Państwo Środka woli zaś inwestować w UE w trwałe aktywa, np. przedsiębiorstwa i infrastrukturę, a nie np. w obligacje, postrzegane jako niepewna lokata kapitału. Według portalu RealClearPolitics.com Pekin wykorzystuje zadłużenie krajów europejskich, by umocnić swoje wpływy na kontynencie.

Według Chatham kierunki chińskich inwestycji dają podstawy do pytań o motywy Chińczyków. Raport odnosi się tym samym do powszechnie przypisywanych temu krajowi zamiarów: szukania dostępu do najnowszych technologii i know-how, kupowania cenionych marek i pozyskiwania tym samym wpływów w międzynarodowych koncernach. Bardziej rozwinięte kraje UE są więc kierunkiem "lepszych inwestycji".

W interesie nowych państw UE leży wypracowanie spójnego stanowiska wobec Pekinu. W przeciwnym razie pieniądze i kontrakty trafiać będę wedle uznania Chin do upatrzonych partnerów, a słabszym trafią się mniej udane inwestycje. Polscy biznesmeni - wynika z ich deklaracji - chcą bezpieczeństwa, jakie może przynieść wspólna polityka UE wobec Chin.

Jak wskazuje rozmówca PAP, polskie firmy zniechęca w Chinach niepewność co do funkcjonowania systemu prawnego, który może je narazić na straty. Biznesmeni są też przekonani, że kraje UE konkurują o względy Chin.

Unia musi współpracować z Chinami nie tylko ze względu na skalę gospodarczych współzależności, ale też dlatego, że coraz trudniej jej z Państwem Środka konkurować. Według raportu Światowego Forum Ekonomicznego o konkurencyjności (za lata 2011-2012) szacowana stopa realnego wzrostu UE nie powróciła jeszcze do poziomu z roku 2007, podczas gdy dochód Chin wzrósł w tym czasie o 32 proc. Ponadto Chiny są nieodzownym partnerem biznesowym ze względu na wielkie rezerwy walutowe, które mogą ulokować w głodnych kapitału spółkach, oraz rozległy rynek zbytu.

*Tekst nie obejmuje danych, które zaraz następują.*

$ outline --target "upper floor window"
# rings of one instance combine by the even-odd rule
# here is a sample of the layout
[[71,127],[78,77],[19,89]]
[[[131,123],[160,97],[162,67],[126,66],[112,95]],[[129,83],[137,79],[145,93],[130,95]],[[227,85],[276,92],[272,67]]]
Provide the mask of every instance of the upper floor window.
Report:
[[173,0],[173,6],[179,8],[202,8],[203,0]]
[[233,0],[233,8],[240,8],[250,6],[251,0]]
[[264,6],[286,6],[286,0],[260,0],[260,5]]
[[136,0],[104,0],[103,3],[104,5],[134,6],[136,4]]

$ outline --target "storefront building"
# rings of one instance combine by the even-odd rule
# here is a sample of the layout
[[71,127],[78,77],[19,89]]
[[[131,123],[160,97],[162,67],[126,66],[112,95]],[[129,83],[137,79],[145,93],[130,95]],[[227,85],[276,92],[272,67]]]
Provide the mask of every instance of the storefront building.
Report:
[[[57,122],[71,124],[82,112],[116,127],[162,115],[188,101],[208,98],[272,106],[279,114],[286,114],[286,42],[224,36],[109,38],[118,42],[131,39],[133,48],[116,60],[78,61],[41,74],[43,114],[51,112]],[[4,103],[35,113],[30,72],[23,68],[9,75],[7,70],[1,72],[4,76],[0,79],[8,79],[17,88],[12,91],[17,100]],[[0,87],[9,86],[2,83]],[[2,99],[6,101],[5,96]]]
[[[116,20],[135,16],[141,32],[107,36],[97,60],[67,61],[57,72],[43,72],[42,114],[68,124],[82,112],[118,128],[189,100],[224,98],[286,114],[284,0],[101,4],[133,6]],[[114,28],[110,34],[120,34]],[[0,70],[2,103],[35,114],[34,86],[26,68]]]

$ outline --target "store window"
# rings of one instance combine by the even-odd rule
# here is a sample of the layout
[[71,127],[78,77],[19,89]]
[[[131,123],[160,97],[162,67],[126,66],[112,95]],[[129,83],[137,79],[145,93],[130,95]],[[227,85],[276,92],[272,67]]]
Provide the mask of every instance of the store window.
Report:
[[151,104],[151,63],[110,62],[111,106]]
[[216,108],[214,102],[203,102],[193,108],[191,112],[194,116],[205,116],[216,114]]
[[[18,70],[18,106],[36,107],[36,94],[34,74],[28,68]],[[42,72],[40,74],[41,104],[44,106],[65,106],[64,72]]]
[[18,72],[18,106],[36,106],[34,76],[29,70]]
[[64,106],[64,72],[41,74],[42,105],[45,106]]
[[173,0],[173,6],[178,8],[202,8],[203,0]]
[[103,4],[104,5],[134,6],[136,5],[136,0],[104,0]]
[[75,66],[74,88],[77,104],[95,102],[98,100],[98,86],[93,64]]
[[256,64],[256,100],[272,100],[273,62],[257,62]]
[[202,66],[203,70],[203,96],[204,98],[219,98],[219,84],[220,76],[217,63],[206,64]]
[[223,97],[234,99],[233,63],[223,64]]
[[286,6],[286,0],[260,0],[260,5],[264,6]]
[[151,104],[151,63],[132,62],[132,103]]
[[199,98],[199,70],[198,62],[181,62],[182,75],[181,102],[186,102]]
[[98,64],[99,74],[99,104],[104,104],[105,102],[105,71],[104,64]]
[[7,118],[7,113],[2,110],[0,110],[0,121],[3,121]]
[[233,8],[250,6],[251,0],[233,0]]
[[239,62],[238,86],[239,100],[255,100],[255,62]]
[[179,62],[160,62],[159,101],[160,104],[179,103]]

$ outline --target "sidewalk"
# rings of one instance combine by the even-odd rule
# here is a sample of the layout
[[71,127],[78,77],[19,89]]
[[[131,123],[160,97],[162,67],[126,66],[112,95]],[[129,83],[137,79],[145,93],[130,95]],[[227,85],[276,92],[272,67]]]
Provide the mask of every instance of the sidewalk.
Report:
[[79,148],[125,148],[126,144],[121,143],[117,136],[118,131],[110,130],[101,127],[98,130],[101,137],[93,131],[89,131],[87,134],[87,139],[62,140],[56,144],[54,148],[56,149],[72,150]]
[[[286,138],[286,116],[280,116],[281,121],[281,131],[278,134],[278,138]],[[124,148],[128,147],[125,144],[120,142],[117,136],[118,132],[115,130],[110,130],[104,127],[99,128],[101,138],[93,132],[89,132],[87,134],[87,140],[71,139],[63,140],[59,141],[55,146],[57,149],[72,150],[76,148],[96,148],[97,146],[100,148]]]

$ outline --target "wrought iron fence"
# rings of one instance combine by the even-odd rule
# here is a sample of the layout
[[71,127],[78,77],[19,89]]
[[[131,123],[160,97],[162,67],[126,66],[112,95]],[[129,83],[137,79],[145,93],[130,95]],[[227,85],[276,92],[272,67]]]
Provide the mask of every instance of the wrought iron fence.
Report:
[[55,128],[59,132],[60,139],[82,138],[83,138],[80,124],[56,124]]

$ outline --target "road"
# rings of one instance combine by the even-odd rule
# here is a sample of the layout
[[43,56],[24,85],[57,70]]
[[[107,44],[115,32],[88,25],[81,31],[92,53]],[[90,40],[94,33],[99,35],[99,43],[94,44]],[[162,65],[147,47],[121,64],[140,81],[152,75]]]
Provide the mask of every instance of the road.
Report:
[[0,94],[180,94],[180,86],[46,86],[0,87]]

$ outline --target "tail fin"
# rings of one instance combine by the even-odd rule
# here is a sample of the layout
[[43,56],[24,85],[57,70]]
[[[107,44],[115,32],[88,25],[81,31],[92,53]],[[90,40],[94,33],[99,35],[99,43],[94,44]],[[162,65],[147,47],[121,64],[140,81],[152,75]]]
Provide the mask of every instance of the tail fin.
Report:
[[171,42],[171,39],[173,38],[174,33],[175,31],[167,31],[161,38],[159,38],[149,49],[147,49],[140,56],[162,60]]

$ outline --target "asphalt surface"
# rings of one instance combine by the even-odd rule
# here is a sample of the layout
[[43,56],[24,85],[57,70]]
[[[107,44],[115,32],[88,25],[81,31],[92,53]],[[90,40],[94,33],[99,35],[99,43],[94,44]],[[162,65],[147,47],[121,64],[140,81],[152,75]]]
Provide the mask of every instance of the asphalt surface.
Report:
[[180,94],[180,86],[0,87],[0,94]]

Negocjacje z Chinami są utrudnione przez nieporozumienia handlowe. Na początku września KE wszczęła śledztwo w sprawie stosowania dumpingowych cen chińskich paneli słonecznych importowanych do UE. Źródła unijne uznają jednak ten spór za "jedno z licznych, nieuniknionych nieporozumień, jakie zawsze przytrafiają się przy wielkich obrotach handlowych".

Doroczny szczyt UE-Chiny nie zakończy się w czwartek konferencją prasową przywódców. Komisja Europejska podała w środę, że bardzo chciała takie spotkanie z dziennikarzami zorganizować, ale nie udało się porozumieć z Chińczykami w sprawie warunków. Według rzeczniczki KE Pii Ahrenkilde-Hansen, strona chińska próbowała wymusić dobór dziennikarzy i ograniczyć liczbę i rodzaj zadawanych pytań, na co KE nie chciała się zgodzić.

Na dwóch poprzednich szczytach UE-Chiny również - z tych samych powodów - nie zorganizowano konferencji prasowych, co wzbudziło protesty dziennikarzy akredytowanych w Brukseli.